9 avril 2015 In Toutes les actualités By Administrateur
Décès de Jean-Louis Crémieux-Brilhac (1917-2015)
La France Libre perd l’un de ses grands anciens et l’un de ses plus remarquables historiens, avec la disparition de Jean-Louis Crémieux-Brilhac, survenue le mercredi 8 avril.
Né le 22 janvier 1917 à Colombes (Seine-et-Oise) dans une famille d’origine juive implantée depuis cinq siècles à Carpentras puis Nîmes et Narbonne, Jean-Louis Crémieux-Brilhac fait des études secondaires au lycée Condorcet de 1924 à 1933, avant de s’inscrire à la Sorbonne où il obtient une licence ès lettres. Grâce à son oncle, le critique littéraire Benjamin Crémieux (1888-1944), le jeune lycéen côtoie quelques-uns des plus grands noms de la littérature européenne. À partir de 1931, il passe une partie de ses vacances en Allemagne, où il assiste à la montée du nazisme et voit ses camarades socialistes d’adolescence s’affilier l’un après l’autre, parfois à l’insu de leurs parents, à la Hitlerjugend (les jeunesses hitlériennes). Précocement politisé, il milite au Comité de vigilance des intellectuels antifascistes de 1935 à 1938.
Mobilisé en septembre 1939, il suit une formation au peloton d’élève-officier de réserve (EOR) à Saint-Cyr, avant d’être affecté, avec le grade d’aspirant, à l’extrémité ouest de la ligne Maginot. Fait prisonnier dans la Marne le 11 juin et envoyé en Allemagne à l’oflag II-D, à Gross-Born, en Poméranie, avant d’être dirigé vers le stalag II-B, dont il s’évade, avec l’aspirant Pierre Joriot, le 4 janvier 1941. Ayant réussi à prendre, à la gare voisine d’Hammerstein, un train qui les conduit jusqu’à Göritten, les deux hommes passent la frontière près d’Eydkau et passent en Union soviétique, où ils sont dirigés vers Kaunas et emprisonnés pour passage illégal de la frontière, d’abord dans les geôles du NKVD à la Loubianka, puis à la prison Boutyrki, avant d’être expédiés au camp de Kozielsk, au sud-ouest de Moscou, le 2 mars 1941.
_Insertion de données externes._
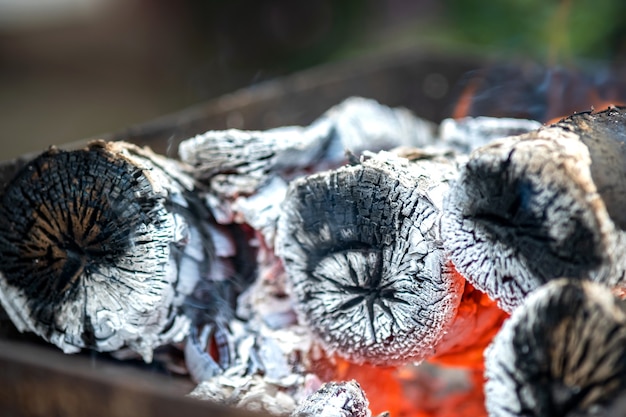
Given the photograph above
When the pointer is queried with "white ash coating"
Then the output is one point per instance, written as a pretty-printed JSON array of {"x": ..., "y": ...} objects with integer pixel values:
[
  {"x": 247, "y": 171},
  {"x": 362, "y": 251},
  {"x": 115, "y": 251},
  {"x": 335, "y": 399},
  {"x": 526, "y": 210},
  {"x": 562, "y": 353}
]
L’invasion allemande engagée le 22 juin 1941 modifie leur situation. Les 218 Français sont évacués vers le camp de Grazoviets, rebaptisé par eux « Grazievitch » et occupé en grande majorité par des Polonais, où ils arrivent le 2 juillet. 186 d’entre eux, emmenés par le colonel Billotte, obtiennent finalement d’embarquer le 29 août, à Arkhangelsk, à bord de l’Empress of Canada, qui les emmène en Grande-Bretagne, via le Spitzbeg. Arrivés à Greenock, avant-port de Glasgow, le 8 septembre, ils souscrivent un engagement dans la France Libre. Jean-Louis Crémieux signe, le 10 septembre, sous le nom de Jean Brilhac. Ainsi s’achève l’odyssée des « Russes », dont Jean-Louis Crémieux-Brilhac a fait le récit en 2004 dans Prisonniers de la liberté.
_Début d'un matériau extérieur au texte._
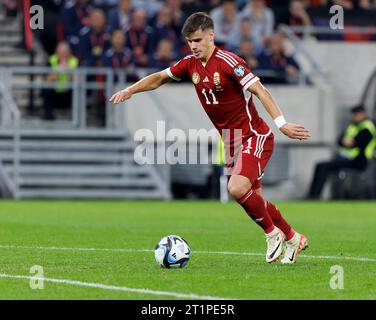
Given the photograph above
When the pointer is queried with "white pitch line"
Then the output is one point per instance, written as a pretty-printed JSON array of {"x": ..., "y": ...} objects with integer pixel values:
[
  {"x": 363, "y": 259},
  {"x": 116, "y": 288}
]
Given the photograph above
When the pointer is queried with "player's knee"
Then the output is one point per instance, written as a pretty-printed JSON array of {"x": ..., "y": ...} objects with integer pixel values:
[{"x": 237, "y": 190}]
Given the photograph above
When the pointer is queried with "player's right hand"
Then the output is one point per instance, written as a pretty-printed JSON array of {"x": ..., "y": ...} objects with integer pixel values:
[
  {"x": 121, "y": 96},
  {"x": 295, "y": 131}
]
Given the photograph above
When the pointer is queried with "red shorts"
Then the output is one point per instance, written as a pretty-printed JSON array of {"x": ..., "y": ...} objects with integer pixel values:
[{"x": 255, "y": 154}]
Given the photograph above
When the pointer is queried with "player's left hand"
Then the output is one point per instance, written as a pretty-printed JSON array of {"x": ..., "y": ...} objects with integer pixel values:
[
  {"x": 295, "y": 131},
  {"x": 121, "y": 96}
]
Nommé sous-lieutenant, il est affecté au printemps 1942 au Commissariat national à l’Intérieur, à Londres, sous la direction d’André Philip puis d’Emmanuel d’Astier de la Vigerie, afin de réunir de la documentation politique sur la France. Il supervise également la mise sur pied d’un service d’écoute destiné à enregistrer les émissions de Radio vichy et Radio Paris. À l’été suivant, il prend la direction du service de diffusion clandestine chargé d’élaborer des dossiers documentaires, d’imprimer des tracts et d’envoyer chaque mois du matériel de propagande à la Résistance intérieure. En 1943-1944, il assure, conjointement avec Gilberte Brossolette, l’épouse de Pierre, la charge d’officier de liaison de la France Combattante à la BBC, dont il aide à préparer les émissions et où il intervient à plusieurs reprises. En mai 1944, c’est lui qui rédige les directives d’action diffusées à la BBC et Radio Alger à partir du 6 juin.
Au début d’août 1944, il doit être parachuté en France dans le cadre d’une mission franco-britannique auprès du chef des maquis de l’Ain, Romans-Petit, mais celle-ci est annulée au dernier moment.
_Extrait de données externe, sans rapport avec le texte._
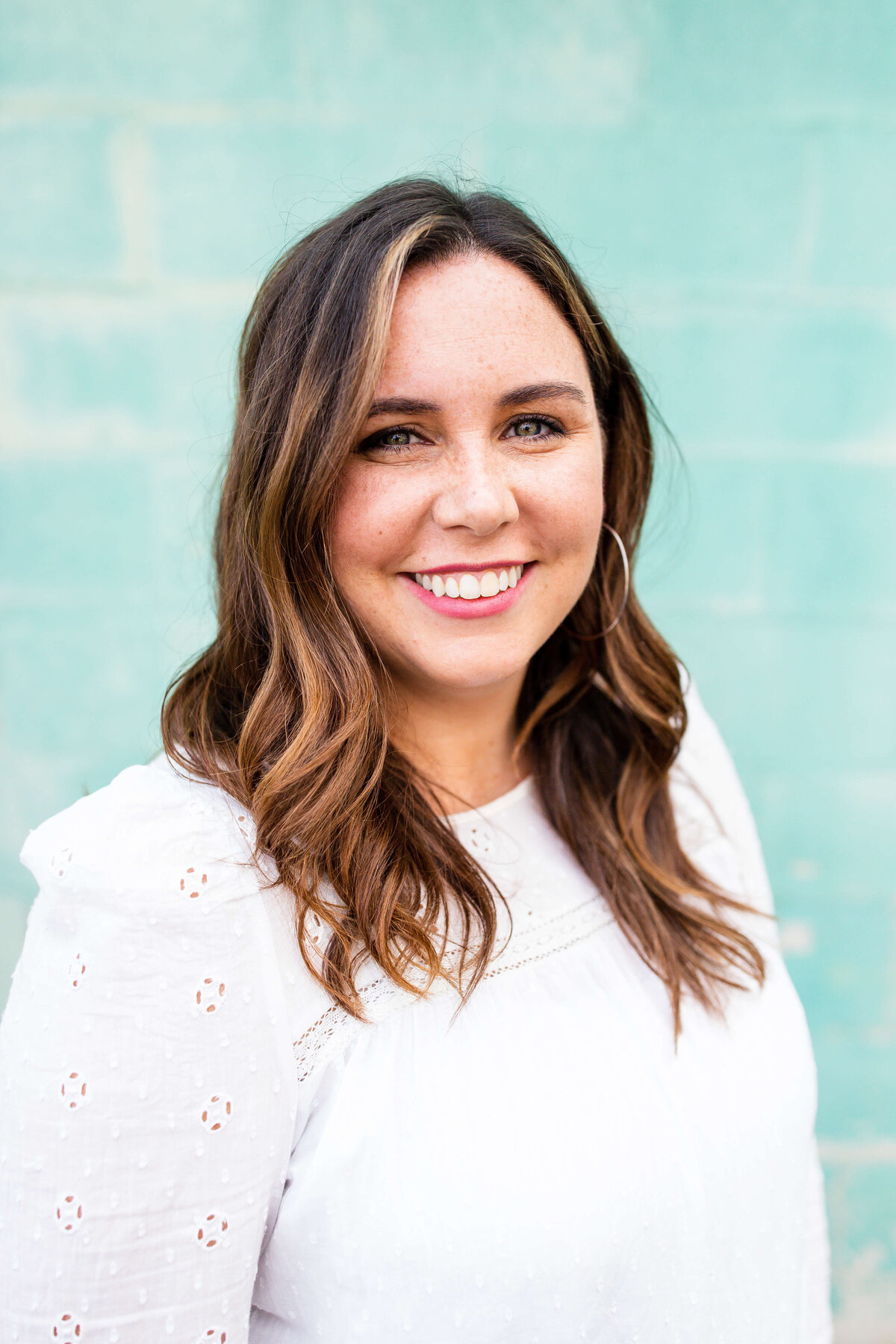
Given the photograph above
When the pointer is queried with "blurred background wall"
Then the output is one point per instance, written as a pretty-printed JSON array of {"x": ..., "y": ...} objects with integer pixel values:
[{"x": 726, "y": 176}]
Après la guerre, il participe à la création de la Direction de la documentation et de la diffusion, ancêtre de la Documentation française, dont il est l’un des cofondateurs, avant d’en devenir le directeur-adjoint puis le directeur.
Dans les années cinquante, tout en gardant son admiration pour le général de Gaulle, il soutient l’expérience gouvernementale et le combat politique de Pierre Mendès France, occupant les fonctions de conseiller conseiller technique au cabinet de la Présidence du Conseil (1954-1955), auprès de Georges Boris, avec lequel il avait déjà travaillé au CNI et à qui il a consacré une biographie en 2010 (Georges Boris, trente ans d’influence), puis de René Billères (1956-1958), ministre de l’Éducation nationale. En parallèle, il anime, avec Jacques Monod et le mathématicien André Lichnerowicz, le Mouvement pour l’expansion de la recherche scientifique (1956-1972), organisant des colloques à Caen en 1956 et 1966 sur l’enseignement supérieur et la recherche. Enfin, il devient conseiller d’État (1982-1986).
Contributeur régulier des travaux du Comité d’histoire de la Seconde Guerre mondiale, il édite en 1975 cinq tomes des émissions françaises à la BBC pendant la guerre, Ici Londres. Les Voix de la liberté, avant de se faire historien avec Les Français de l’an 40 (1990) et La France Libre, de l’appel du 18 Juin à la Libération (1996), livres magistraux qui renouvellent profondément l’histoire de la période.
Jean-Louis Crémieux-Brilhac était grand-croix de la Légion d’honneur, officier des Arts et des Lettres, commandeur de l’ordre de l’empire britannique, titulaire de la croix de guerre 1939-1945, de la médaille de la Résistance et de la médaille commémorative des services volontaires de la France Libre.
Un hommage national, présidé par le Président de la République, lui sera rendu le mercredi 15 avril, à 9 heures, dans la cour d’honneur de l’Hôtel national des Invalides.